On a énormément de liens avec tous les gens parce que moi, par exemple, sur mon secteur, ça fait presque 19 ans que je suis, j'ai vu les gens partir, des gens arriver, des jeunes qui ont leur permis. On connaît, ça nous permet d'aller beaucoup plus vite dans notre travail, de dispatcher les colis chez la grande-tante qui a des procurations ou alors parce qu'elle est la mamie du village. Et puis les gens, des fois, ont besoin de nous parce qu'il y a encore des personnes âgées qui ont du mal à écrire des petits chèques ou qui ont du mal pour certaines enveloppes.
On a encore besoin d'un service de proximité et on essaie de l'assurer, nous, au maximum, sachant qu'on est vraiment dans une zone rural et c'est très différent des zones urbaines. À l'heure actuelle, la Poste a du mal à faire la différence. Mais je tenais à revenir juste sur un petit point, il y a quand même un manque de communication de la part de la Poste.
Je suis très étonnée parce que nous, on nous a dit que la Poste allait continuer à travailler tous les jours, qu'il n'y aurait aucun problème, que c'est juste la modulation du travail qui est un petit peu différente, sachant qu'il y a des jours faibles, des jours forts, des jours où on fait des séquabilités, c'est-à-dire on récupère des morts de tournée.
Ce projet, il n'est pas clair. Nicolas Jounin, je voulais vous soumettre et on arrive au terme de l'émission. La remarque de Delphine, on se rend compte que le facteur passe moins mais on voit des livreurs Amazon. Pourquoi on ne laisse pas les facteurs livrer les colis ? Il y a une vraie différence. Ville-campagne là-dessus.
Oui, parce qu'effectivement, je pense que la dame qui vient de parler, elle distribue des colis et que l'un de ses problèmes, ça doit être aussi la manutention que ça suppose parce que les tournées sont de plus en plus longues mais il y a de plus en plus de colis par destinataire.

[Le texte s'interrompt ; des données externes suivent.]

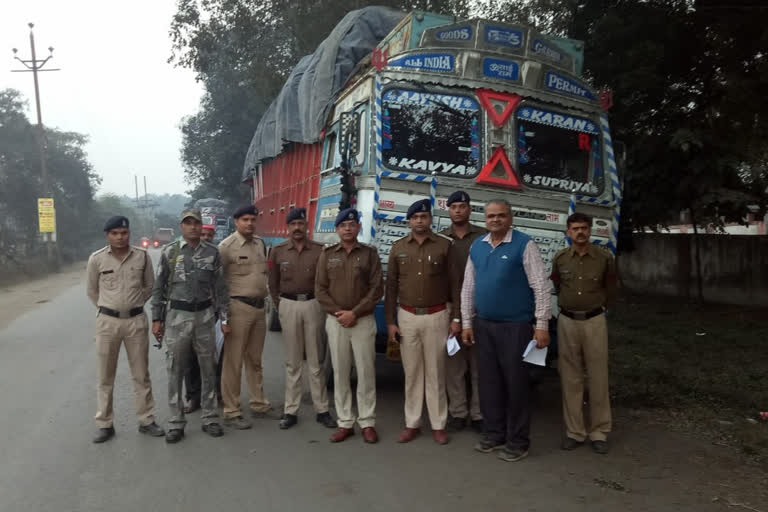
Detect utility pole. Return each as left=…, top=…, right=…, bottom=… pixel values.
left=11, top=23, right=59, bottom=269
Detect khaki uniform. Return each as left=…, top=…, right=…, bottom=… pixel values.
left=269, top=240, right=328, bottom=415
left=87, top=246, right=155, bottom=428
left=552, top=244, right=616, bottom=441
left=384, top=233, right=461, bottom=430
left=315, top=243, right=383, bottom=428
left=219, top=231, right=272, bottom=418
left=440, top=224, right=488, bottom=420
left=152, top=239, right=228, bottom=430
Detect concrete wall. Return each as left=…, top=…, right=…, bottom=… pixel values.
left=618, top=233, right=768, bottom=306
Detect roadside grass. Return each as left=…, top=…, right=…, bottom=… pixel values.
left=608, top=295, right=768, bottom=465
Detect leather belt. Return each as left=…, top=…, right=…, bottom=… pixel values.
left=171, top=299, right=212, bottom=313
left=99, top=306, right=144, bottom=318
left=230, top=296, right=264, bottom=309
left=280, top=292, right=315, bottom=301
left=560, top=308, right=605, bottom=320
left=400, top=304, right=447, bottom=315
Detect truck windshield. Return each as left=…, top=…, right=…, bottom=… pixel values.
left=382, top=89, right=480, bottom=178
left=517, top=106, right=603, bottom=195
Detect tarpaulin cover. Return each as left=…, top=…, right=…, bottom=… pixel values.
left=243, top=7, right=405, bottom=180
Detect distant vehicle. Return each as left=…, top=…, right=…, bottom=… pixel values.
left=152, top=228, right=174, bottom=247
left=195, top=198, right=234, bottom=244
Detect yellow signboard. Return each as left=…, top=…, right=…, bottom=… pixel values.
left=37, top=197, right=56, bottom=233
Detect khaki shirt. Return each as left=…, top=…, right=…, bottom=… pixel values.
left=267, top=239, right=323, bottom=304
left=384, top=232, right=461, bottom=324
left=552, top=244, right=616, bottom=311
left=86, top=246, right=155, bottom=312
left=315, top=242, right=384, bottom=318
left=219, top=231, right=267, bottom=298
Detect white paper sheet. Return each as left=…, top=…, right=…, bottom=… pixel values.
left=445, top=336, right=461, bottom=356
left=523, top=340, right=548, bottom=366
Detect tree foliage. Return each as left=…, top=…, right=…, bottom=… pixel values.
left=0, top=89, right=100, bottom=264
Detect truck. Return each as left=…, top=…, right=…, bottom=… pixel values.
left=243, top=7, right=621, bottom=352
left=194, top=198, right=234, bottom=244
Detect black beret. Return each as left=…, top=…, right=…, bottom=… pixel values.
left=405, top=199, right=432, bottom=219
left=446, top=190, right=469, bottom=206
left=333, top=208, right=360, bottom=227
left=104, top=215, right=130, bottom=231
left=232, top=204, right=259, bottom=219
left=285, top=208, right=307, bottom=224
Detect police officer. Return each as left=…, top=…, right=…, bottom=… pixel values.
left=268, top=208, right=336, bottom=429
left=87, top=216, right=165, bottom=443
left=552, top=212, right=616, bottom=454
left=384, top=199, right=461, bottom=444
left=219, top=205, right=279, bottom=430
left=315, top=208, right=383, bottom=443
left=184, top=224, right=221, bottom=414
left=440, top=190, right=488, bottom=432
left=152, top=209, right=229, bottom=443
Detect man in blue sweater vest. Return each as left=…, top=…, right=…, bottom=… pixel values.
left=461, top=199, right=552, bottom=462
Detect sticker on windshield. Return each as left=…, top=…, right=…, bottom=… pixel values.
left=381, top=89, right=480, bottom=178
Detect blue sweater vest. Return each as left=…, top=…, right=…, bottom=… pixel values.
left=469, top=230, right=535, bottom=323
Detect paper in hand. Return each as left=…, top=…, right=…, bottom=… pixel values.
left=523, top=340, right=547, bottom=366
left=445, top=336, right=461, bottom=356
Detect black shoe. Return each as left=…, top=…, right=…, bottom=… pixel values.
left=93, top=427, right=115, bottom=444
left=165, top=428, right=184, bottom=444
left=560, top=437, right=584, bottom=451
left=139, top=421, right=165, bottom=437
left=592, top=441, right=608, bottom=455
left=203, top=423, right=224, bottom=437
left=445, top=417, right=467, bottom=432
left=280, top=414, right=299, bottom=430
left=315, top=412, right=338, bottom=428
left=475, top=438, right=505, bottom=453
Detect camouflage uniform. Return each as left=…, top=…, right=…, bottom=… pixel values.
left=152, top=239, right=229, bottom=430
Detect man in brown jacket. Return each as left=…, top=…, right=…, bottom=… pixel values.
left=315, top=208, right=383, bottom=443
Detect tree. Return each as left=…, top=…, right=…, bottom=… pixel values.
left=0, top=89, right=100, bottom=261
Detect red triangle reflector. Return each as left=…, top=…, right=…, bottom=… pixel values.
left=475, top=146, right=523, bottom=189
left=475, top=89, right=523, bottom=127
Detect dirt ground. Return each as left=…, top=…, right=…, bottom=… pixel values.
left=0, top=261, right=86, bottom=329
left=0, top=270, right=768, bottom=512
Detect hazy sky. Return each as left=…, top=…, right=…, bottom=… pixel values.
left=0, top=0, right=202, bottom=196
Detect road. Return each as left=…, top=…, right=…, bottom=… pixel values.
left=0, top=251, right=766, bottom=512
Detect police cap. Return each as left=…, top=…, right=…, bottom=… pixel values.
left=446, top=190, right=469, bottom=206
left=333, top=208, right=360, bottom=227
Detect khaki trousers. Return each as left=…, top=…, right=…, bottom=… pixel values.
left=221, top=300, right=271, bottom=418
left=397, top=308, right=449, bottom=430
left=557, top=314, right=611, bottom=441
left=94, top=313, right=155, bottom=428
left=279, top=298, right=328, bottom=415
left=325, top=315, right=376, bottom=428
left=445, top=342, right=483, bottom=421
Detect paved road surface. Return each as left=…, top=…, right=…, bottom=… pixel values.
left=0, top=251, right=760, bottom=512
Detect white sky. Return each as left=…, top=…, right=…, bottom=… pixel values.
left=0, top=0, right=202, bottom=196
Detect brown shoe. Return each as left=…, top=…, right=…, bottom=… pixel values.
left=363, top=427, right=379, bottom=444
left=432, top=430, right=448, bottom=444
left=397, top=427, right=421, bottom=443
left=331, top=427, right=355, bottom=443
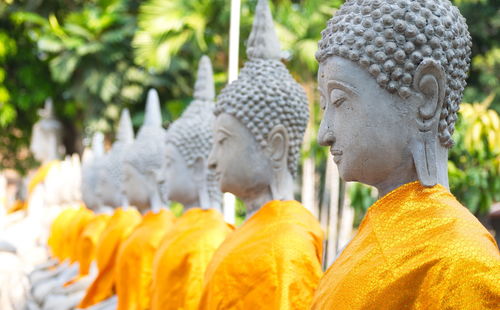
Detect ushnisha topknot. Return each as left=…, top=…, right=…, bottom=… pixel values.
left=165, top=56, right=222, bottom=206
left=214, top=0, right=309, bottom=176
left=124, top=89, right=166, bottom=175
left=316, top=0, right=472, bottom=148
left=99, top=109, right=134, bottom=203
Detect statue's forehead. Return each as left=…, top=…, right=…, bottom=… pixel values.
left=318, top=56, right=364, bottom=83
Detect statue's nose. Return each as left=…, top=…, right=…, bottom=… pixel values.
left=208, top=148, right=217, bottom=170
left=318, top=120, right=335, bottom=146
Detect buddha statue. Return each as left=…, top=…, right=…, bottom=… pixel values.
left=95, top=109, right=134, bottom=207
left=149, top=56, right=232, bottom=310
left=313, top=0, right=500, bottom=309
left=110, top=89, right=175, bottom=310
left=200, top=0, right=323, bottom=309
left=81, top=132, right=104, bottom=210
left=78, top=109, right=142, bottom=309
left=161, top=56, right=221, bottom=211
left=123, top=89, right=166, bottom=211
left=30, top=98, right=62, bottom=164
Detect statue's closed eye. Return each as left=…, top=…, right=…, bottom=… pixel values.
left=330, top=88, right=347, bottom=107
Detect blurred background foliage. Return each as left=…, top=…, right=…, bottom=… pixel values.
left=0, top=0, right=500, bottom=218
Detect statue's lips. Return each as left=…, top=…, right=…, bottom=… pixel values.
left=215, top=172, right=221, bottom=181
left=330, top=149, right=343, bottom=164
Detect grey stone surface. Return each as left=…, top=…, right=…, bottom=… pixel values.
left=30, top=98, right=62, bottom=163
left=316, top=0, right=471, bottom=195
left=122, top=89, right=166, bottom=212
left=209, top=0, right=309, bottom=215
left=161, top=56, right=221, bottom=209
left=96, top=109, right=134, bottom=207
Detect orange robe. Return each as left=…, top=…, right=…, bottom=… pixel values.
left=77, top=214, right=111, bottom=277
left=151, top=208, right=233, bottom=310
left=313, top=182, right=500, bottom=310
left=66, top=207, right=95, bottom=263
left=47, top=208, right=79, bottom=261
left=115, top=209, right=175, bottom=310
left=199, top=200, right=323, bottom=310
left=78, top=208, right=141, bottom=308
left=28, top=160, right=59, bottom=195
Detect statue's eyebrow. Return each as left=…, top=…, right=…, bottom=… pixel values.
left=217, top=128, right=232, bottom=136
left=327, top=80, right=358, bottom=96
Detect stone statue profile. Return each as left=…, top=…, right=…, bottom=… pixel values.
left=199, top=0, right=323, bottom=310
left=30, top=98, right=62, bottom=163
left=161, top=56, right=221, bottom=210
left=316, top=1, right=471, bottom=195
left=123, top=89, right=166, bottom=211
left=81, top=132, right=104, bottom=210
left=209, top=3, right=309, bottom=216
left=312, top=0, right=500, bottom=309
left=96, top=109, right=134, bottom=207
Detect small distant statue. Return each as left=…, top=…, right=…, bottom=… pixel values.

Donc, je pense que son utilitaire doit être de plus en plus rempli et que ça suppose beaucoup de manutention. Mais effectivement, dans les grandes agglomérations, soit Amazon va avoir ses propres livreurs mais aussi Amazon sous-traite beaucoup à La Poste et La Poste va elle-même énormément sous-traiter.
Là, on est sur des distributions avec des conditions de travail probablement encore plus dégradées et des conditions d'emploi beaucoup plus précaires.
Merci Nicolas Jounin. Caché de La Poste est aux éditions de La Découverte. Je voulais garder 10 secondes, Brigitte Fourré, pour vous poser une question. Est-ce que Madonna vous a répondu ?
Non, pas encore. Mais j'ai bon espoir qu'elle me réponde tout prochainement et je vous tiendrai au courant.
J'espère bien. Merci beaucoup d'avoir participé à cette émission. Merci à vous Nicolas Jounin. 13h45. Merci à vous. Tiens.